Shooting a 300-Megapixel Photo: Film vs Digital

24 thoughts on Shooting a 300-Megapixel Photo: Film vs Digital

  1. The digital one resolves a lot more detail and has more apparent dynamic range (ironic that it was shot with the 5D3 and its feeble dynamic range, yet it is somehow still besting the large film camera!). However the film version has a more natural perspective, and the vibrance slider hasn’t been pushed way up, like was done for the digital version. It’s not really a fair comparison, because the processes are so different. I don’t like the overall look of either version. The subject placement is too centered in both versions, but the digital version’s perspective is more bothersome (no doubt partly an artifact of the many stitched panned shots.)

    Also, I mean do the math, even a wall sized print does not need to be 300 megapixels. The client was just plain wrong in his request.

  2. Another case of a client having not a clue what they’re saying…
    Nowadays 100 megapixel is more than enough for every single job requested in the advertising industry. It’s all a matter of how it is being processed the final size (even the largest billboards in NYC) would not need 300mpx… the rest is religion and a question of preference

  3. This fight between “digital” and “analog” is akin to religion: the analog troops are the religious ones who believe in spite of facts and objectively assessed tests. To a disinterested observer (not “uninterested”, which is not the same thing), the progress represented by digital is undeniable.
    The “analogs” will die off, and some young people (the hipsters of the future) will dig into the past and keep the flag of mythologized analog high, the way Flat-earthers or followers of Odin do, among increasing indifference.

  4. The finished analog photo has a more naturally colored wooden fence, the sun shines at the frontwheel making it bling more and even seems to give it a reflection on the grass, but I particularly like the orange gradient of the car all the way to the car’s nose. The analog photo is also more interesting in terms of perspective and it looks sunnier, giving the photo a more pleasant look and making the car even more beautiful. And maybe the dogs colorlines fit the cars colorlines better with the analog photo too 😉

  5. Interesting article and comments. The customer payed for and got what and got what she wanted. Film v. Digital in this case is a matter of preference, as your customer illustrated. The variable in film is agitation, developer and developer strength and temperature. I like both images. However, the dog on the fender is a detail that adds nothing to the overall picture because it blends into the fender. I would think, with multiple images, that one would have been specific to the lighting on the dog to make it stand out.

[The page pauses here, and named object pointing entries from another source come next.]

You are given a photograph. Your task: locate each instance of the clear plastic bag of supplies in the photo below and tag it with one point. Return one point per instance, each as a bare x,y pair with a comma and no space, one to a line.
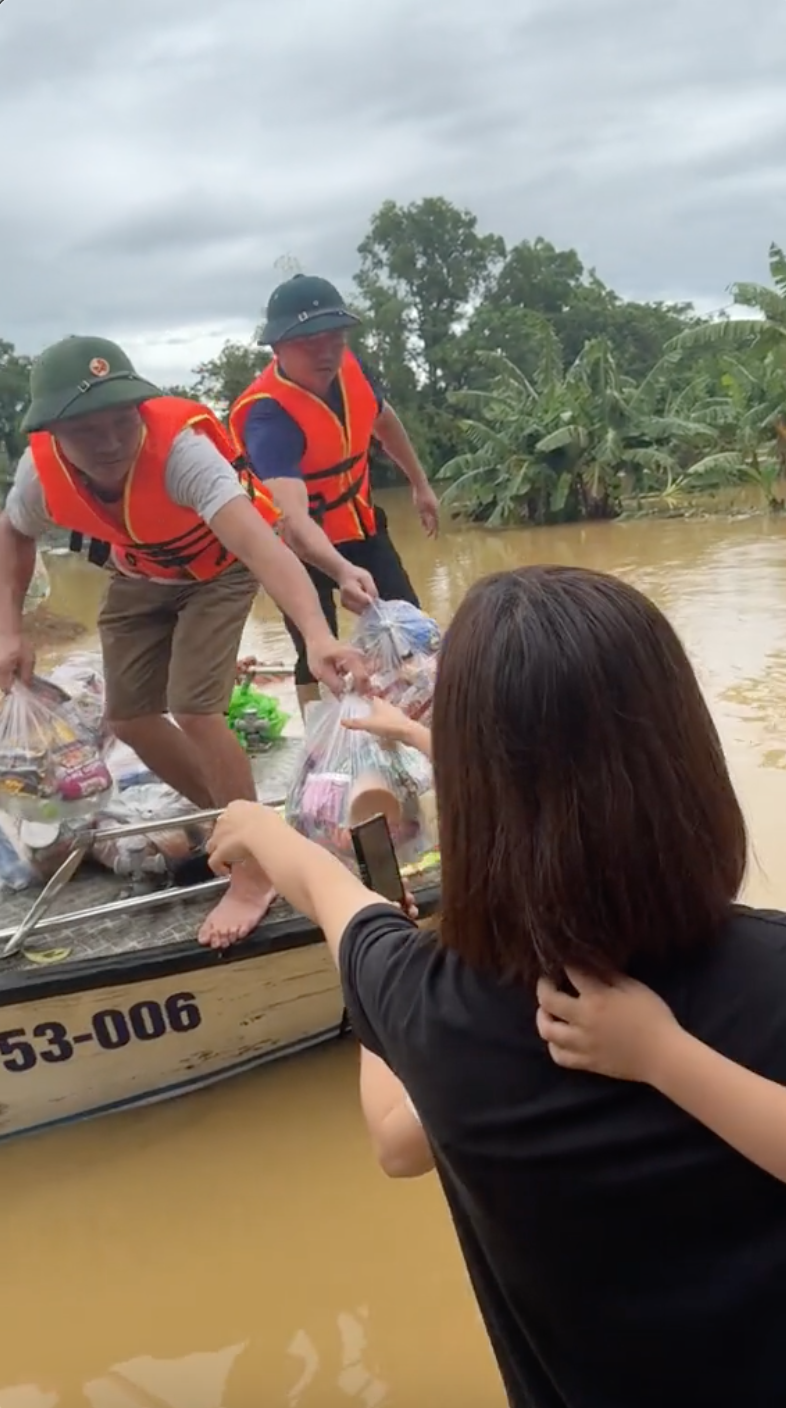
82,677
344,776
51,761
400,645
40,587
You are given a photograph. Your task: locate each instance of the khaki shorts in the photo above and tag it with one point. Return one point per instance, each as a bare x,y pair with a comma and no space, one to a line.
173,648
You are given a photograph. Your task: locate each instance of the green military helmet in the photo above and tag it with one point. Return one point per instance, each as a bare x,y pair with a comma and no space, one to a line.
78,376
302,307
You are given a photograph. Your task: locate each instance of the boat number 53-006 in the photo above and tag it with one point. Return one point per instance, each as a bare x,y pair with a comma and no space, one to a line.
110,1029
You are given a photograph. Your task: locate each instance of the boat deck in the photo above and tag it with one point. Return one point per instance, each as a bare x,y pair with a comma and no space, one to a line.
150,921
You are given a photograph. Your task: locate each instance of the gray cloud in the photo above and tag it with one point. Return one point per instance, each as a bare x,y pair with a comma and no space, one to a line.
164,156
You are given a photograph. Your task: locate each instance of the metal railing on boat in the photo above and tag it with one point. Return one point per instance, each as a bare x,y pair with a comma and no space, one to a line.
38,918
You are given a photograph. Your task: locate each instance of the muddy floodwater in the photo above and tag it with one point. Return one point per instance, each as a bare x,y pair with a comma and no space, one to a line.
238,1248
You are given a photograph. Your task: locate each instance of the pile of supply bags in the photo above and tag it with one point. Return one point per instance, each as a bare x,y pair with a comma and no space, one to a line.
345,773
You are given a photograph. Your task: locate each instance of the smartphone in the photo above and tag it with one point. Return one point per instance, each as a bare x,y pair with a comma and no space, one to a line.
376,858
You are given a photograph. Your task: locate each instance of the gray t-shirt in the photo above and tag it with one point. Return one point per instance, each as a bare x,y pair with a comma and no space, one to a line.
197,476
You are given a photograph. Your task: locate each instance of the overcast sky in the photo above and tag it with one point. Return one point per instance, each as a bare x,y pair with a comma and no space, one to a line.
159,155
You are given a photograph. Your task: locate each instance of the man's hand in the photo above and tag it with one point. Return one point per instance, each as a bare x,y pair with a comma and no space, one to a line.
383,720
17,659
358,589
427,506
334,663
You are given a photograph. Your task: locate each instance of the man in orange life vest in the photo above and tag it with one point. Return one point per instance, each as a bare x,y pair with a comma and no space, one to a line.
152,482
306,427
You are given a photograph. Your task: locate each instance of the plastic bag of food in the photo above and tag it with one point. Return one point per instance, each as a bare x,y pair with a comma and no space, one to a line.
82,677
51,766
159,852
400,645
344,776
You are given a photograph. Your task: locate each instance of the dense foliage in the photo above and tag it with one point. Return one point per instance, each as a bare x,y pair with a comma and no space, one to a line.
533,390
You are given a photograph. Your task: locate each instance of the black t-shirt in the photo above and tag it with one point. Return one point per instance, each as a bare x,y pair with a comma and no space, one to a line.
623,1256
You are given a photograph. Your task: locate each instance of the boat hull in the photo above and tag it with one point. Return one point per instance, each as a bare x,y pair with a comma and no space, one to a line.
72,1055
107,1034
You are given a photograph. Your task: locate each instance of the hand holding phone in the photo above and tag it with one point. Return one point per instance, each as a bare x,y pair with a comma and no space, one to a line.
376,859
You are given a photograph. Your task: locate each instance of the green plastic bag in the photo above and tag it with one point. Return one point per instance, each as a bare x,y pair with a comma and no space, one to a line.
255,718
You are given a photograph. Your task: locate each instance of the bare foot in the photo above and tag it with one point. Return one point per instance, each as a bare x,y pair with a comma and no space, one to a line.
240,910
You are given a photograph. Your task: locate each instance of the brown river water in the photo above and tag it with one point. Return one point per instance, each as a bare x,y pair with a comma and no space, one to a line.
238,1248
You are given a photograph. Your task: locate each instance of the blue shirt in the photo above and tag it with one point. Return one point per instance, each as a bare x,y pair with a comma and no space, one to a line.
275,444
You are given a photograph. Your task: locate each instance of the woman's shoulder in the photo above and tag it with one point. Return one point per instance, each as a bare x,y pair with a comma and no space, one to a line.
765,928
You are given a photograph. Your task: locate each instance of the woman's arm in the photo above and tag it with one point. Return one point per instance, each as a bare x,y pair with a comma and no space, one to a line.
396,1132
392,725
331,897
626,1031
309,879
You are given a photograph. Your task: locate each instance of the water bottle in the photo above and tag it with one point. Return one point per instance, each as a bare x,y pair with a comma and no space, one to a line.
16,873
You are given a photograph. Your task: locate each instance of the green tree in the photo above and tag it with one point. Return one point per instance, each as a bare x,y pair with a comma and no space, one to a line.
562,444
423,269
14,394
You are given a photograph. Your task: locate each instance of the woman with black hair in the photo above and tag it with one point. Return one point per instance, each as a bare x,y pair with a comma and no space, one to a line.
621,1255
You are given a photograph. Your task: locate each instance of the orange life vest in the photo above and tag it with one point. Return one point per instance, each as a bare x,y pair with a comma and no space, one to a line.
152,537
335,463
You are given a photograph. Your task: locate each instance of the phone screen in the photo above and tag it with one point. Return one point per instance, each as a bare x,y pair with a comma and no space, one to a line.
376,858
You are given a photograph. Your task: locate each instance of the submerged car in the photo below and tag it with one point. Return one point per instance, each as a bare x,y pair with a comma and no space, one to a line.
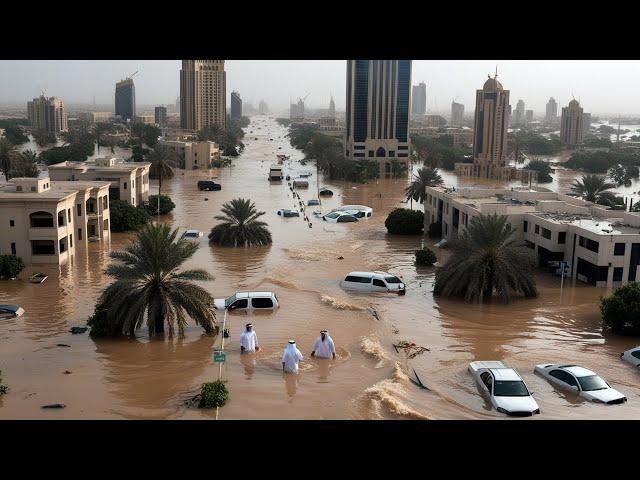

  6. “The owner also requested that their dog sit on the car’s fender, and for the photos to be huge — 100 megapixels were too few.
    Three times that is the minimum needed for the print the owner wanted.
    The customer ended up choosing the analog version — the look fits the car so much better.”

    More proof that the customer usually does not know what they want, only what they think they want. 😉

  7. The digital wasn’t processed very well, and framed different than the analog. The grass is too green and the highlights seemed toned right down; the chrome looks grey even.

  8. Pixel peeping aside, the analog photo is simply a better photo. The perspective is better, the natural light is hitting in more flattering spots and the tones are more pleasing.

    Also, why not put some time into cleaning up the car pre-shoot? A small brush could have saved a ton of post processing.

  9. what a useless article… different framed photos, digital contrast is edited way too high. and as if we needed to know that multiple tight shots are going to have better detail than a wide shot on film? waste.

  10. Why is the grass so freaking green in the digital version? Also, angle is different, DOF in the analog is shallower, and digital version overall feels oversaturated, more compressed and the subject is smaller. And the dog needs to be on the left fender lit with a snoot.

    Gotta love film grain, though.

  11. First of all, the human experience is analog—that’s especially true for how we see and hear. What’s good and bad falls within a certain range and not a pre-defined, discrete set point.

    Truthfully, I don’t see a need for something bleeding that many megapixels if we’re talking about people as subjects. Your friendly neighborhood retoucher already spends too much time cleaning up too much human detail that we “don’t wanna see or remember”.

    I’d say we sort of peaked at around 16, got greedy at 24 and are going batshit crazy by juicing it up to 100 and beyond. It’s nice but is it truly necessary?

    Unless, of course, the point was to steal people’s souls (this applies on a couple of levels, at least). #2cents

    p.s. Let’s stop with the low-tech hate. If you shoot enough and understand the history of photography and manufacturing at all, you’d know that they actually did make better lenses back in the day.

  12. I understand they wanted a large file, but I’m not sure why it was necessary to stitch together 24 digital files. My pc, not a complete slouch, would’ve choked on that lump.